そんなアリスティに、ユーナが走りながら近づいてくる。
そしてユーナは、アリスティに抱きついた。
ぎゅっと抱きしめる。
「アリスティ!!」
「お久しぶりです。ユーナ」
と、アリスティは告げた。
ユーナは一度、
「アリスティ……言葉がわからないわ」
「……ああ」
アリスティは、つい大陸の言語で話しかけてしまっていた。
しかし大陸で使われる言語と、ユーナたちが使う言語は違う。
アリスティは、元の言語に切り替える。
「ごめんなさい。今のは大陸の言語です」
「……そっか。そうよね。
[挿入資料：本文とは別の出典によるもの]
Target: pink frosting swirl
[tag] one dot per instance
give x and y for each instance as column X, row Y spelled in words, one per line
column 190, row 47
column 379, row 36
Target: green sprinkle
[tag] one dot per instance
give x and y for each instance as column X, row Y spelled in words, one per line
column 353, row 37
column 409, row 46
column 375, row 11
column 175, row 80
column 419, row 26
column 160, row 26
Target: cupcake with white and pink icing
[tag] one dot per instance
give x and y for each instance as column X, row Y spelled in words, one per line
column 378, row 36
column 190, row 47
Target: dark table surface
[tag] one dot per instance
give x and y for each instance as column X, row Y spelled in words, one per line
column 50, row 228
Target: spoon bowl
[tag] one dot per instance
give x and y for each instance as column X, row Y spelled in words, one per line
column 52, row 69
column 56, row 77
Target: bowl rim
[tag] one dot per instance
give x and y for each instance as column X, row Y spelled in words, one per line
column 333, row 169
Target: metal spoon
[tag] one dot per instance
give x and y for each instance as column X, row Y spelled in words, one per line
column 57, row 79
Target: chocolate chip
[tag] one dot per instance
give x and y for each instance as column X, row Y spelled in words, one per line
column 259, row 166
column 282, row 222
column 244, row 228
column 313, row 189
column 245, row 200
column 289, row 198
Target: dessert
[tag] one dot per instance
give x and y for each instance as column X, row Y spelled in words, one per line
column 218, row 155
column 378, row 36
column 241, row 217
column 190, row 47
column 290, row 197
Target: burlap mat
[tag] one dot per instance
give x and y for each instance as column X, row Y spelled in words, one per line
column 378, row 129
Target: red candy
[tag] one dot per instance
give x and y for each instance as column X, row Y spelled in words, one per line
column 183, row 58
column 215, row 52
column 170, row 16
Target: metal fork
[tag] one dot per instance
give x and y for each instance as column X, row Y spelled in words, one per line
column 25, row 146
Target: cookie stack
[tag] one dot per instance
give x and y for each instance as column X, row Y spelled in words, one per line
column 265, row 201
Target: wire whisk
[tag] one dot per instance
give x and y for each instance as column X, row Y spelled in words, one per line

アリスティは、大陸で暮らしてたんだものね」
ユーナは納得する。
続けて、言った。
「本当に、心配だった。もしアルヴィケルに負けて、アリスティが大陸に辿り着けていなかったらって……何度も考えたわ」
「……はい」
「でも、無事に生きて、帰ってきたのね。本当に、本当に良かった……ッ!!」
ユーナがまた、ぎゅっと抱きしめてくる。
彼女の声は、震え、涙ぐんでいた。
アリスティは、答える。
「はい。お母さんとユーナを、迎えに来ました」
アリスティの心に、深い感動が満ちあふれる。
この日のために、自分は頑張ってきたのだと……アリスティは、達成感をかみ締める。
と、そのとき。
「アリスティ」
背後から声をかけられる。
ティルセアだ。
アリスティはユーナとの抱擁を解く。
「君の母親はどこかね?」
「アリスティ? この人は?」
と、ユーナも聞いてくる。
一度に質問されたアリスティは困惑しつつ、一つずつ答えていくことにする。
まずは、ユーナの質問に答える。
「この方はティルセアさん。女医です」
「女医!? まさか」
ユーナが目を見開く。
アリスティはうなずき、言った。
「はい。魔力病を治せるお医者さまです。あの、ユーナ……お母さんは、掘っ立て小屋ですか?」
「え? ああ、うん。いま休んでいるわよ」
「ティルセアさんを連れて行きたいですが、よろしいですか?」
「もちろん!」
と、ユーナは首肯した。
アリスティは、ティルセアさんを向いて、答えた。
「お母さんは、あちらの掘っ立て小屋で休んでいるそうです」
「そうか。さっそく向かおう」
「はい」
と、アリスティは首肯し、ティルセアさんとともに砂浜を歩き始める。
ユーナもついてきた。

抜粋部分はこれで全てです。